Florida’s elective share statutes are found at Fla. Stat. §732.201 through §732.2155. A surviving spouse has the right to a share of the elective estate of a decedent – designated the “elective share” – which is 30% of the elective estate. Fla. Stat. §732.2065.
What does a widow inherit, if you get the Florida elective share? Or… What’s “in” the elective estate? In other words, what are the things one looks at to calculate that 30%? To name a few: the probate estate (net of liens or claims against the estate, the decedent’s interest in joint bank accounts, a fractional share of real property (not tenancy by the entireties, and not any debts), revocable trusts, certain irrevocable transfers, the cash value of life insurance, and retirement accounts (without taxes). It is therefore important for a personal representative to have gathered an accurate assessment of the decedent’s estate, not just for purposes of the estate’s inventory, but even broader than that, for purposes of an elective share calculation.

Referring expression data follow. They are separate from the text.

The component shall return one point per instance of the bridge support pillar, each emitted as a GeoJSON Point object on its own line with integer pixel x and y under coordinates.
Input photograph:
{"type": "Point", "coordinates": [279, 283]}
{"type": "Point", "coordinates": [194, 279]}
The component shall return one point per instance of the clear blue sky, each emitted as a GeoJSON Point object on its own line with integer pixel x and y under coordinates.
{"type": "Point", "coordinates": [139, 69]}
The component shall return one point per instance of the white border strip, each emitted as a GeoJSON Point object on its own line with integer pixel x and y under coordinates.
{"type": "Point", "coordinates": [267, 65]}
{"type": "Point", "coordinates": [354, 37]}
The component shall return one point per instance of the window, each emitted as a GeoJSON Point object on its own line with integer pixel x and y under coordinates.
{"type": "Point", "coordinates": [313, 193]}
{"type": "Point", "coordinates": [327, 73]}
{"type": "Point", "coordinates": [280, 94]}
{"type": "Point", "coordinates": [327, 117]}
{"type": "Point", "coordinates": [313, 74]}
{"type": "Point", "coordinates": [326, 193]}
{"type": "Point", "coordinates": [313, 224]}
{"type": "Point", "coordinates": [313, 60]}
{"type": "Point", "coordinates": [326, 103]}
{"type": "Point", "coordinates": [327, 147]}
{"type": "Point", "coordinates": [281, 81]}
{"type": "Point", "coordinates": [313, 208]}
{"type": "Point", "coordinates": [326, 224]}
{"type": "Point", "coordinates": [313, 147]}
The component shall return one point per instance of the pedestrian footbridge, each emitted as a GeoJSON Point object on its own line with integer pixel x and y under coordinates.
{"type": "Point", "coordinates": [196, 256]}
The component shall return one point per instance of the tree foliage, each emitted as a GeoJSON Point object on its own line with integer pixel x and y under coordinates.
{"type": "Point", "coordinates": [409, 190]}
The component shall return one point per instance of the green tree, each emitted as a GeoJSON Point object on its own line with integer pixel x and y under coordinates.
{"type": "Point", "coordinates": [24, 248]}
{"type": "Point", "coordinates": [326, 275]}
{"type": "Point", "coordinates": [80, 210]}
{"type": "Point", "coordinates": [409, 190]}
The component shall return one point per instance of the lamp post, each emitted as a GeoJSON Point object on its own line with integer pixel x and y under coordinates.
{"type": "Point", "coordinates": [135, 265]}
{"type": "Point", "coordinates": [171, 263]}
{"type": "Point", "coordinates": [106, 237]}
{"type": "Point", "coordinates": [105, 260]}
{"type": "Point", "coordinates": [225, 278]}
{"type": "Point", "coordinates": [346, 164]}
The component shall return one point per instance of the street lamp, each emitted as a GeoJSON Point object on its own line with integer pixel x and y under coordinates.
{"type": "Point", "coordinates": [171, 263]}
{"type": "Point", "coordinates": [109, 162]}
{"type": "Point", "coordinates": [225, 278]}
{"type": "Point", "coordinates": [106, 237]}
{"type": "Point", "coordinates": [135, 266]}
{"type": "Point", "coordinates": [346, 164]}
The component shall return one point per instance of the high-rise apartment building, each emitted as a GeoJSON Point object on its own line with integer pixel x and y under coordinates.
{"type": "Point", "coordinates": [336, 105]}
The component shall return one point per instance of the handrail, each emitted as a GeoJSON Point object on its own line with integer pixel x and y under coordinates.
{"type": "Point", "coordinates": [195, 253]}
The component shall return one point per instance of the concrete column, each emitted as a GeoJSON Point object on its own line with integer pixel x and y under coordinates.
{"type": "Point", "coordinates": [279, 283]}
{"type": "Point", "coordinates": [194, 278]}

Of note, the homestead is excluded from the elective estate – homestead is actually in addition to the elective estate. But it’s the job of the personal representative to try to calculate how much the widow inherits with the elective share. But…. what if the personal representative of the estate inherits MORE if the widow gets LESS? Should a step son, for example, or step daughter, be running the Florida probate if their stepfather or stepmother is filing a claim for an elective share? Elective share disputes is a common cause of litigation for Florida estate attorneys. I guess you have to ask yourself: where was the estate planning attorney ?
A recent opinion from Florida’s Fourth District Court of Appeal explained that the elective share statutes “clearly and unambiguously” sets out just four types of expenses or costs that may be deducted from the value of the assets in the elective share – attorney’s fees is not one of them. Blackburn v. Boulis, 2016 WL 231405 (Fla. 4th DCA Jan. 20, 2016).
Importantly, if a surviving spouse is going to seek an elective share, a limited time frame for making an election to take the elective share is set forth by Fla. Stat. §732.2135. The election must be filed on or before the earlier of the date that is 6 months after the date of service of a copy of the notice of administration on the surviving spouse, or the date that is two years after the decedent’s death. Of note, a surviving spouse is entitled to request information, and indeed take discovery, in connection with the assets that make up the elective estate, before making the election for (or before the probate court establishes any entitlement to) the elective share. See In re Estate of Sauey, 869 So. 2d 664 (Fla. 4th DCA 2004).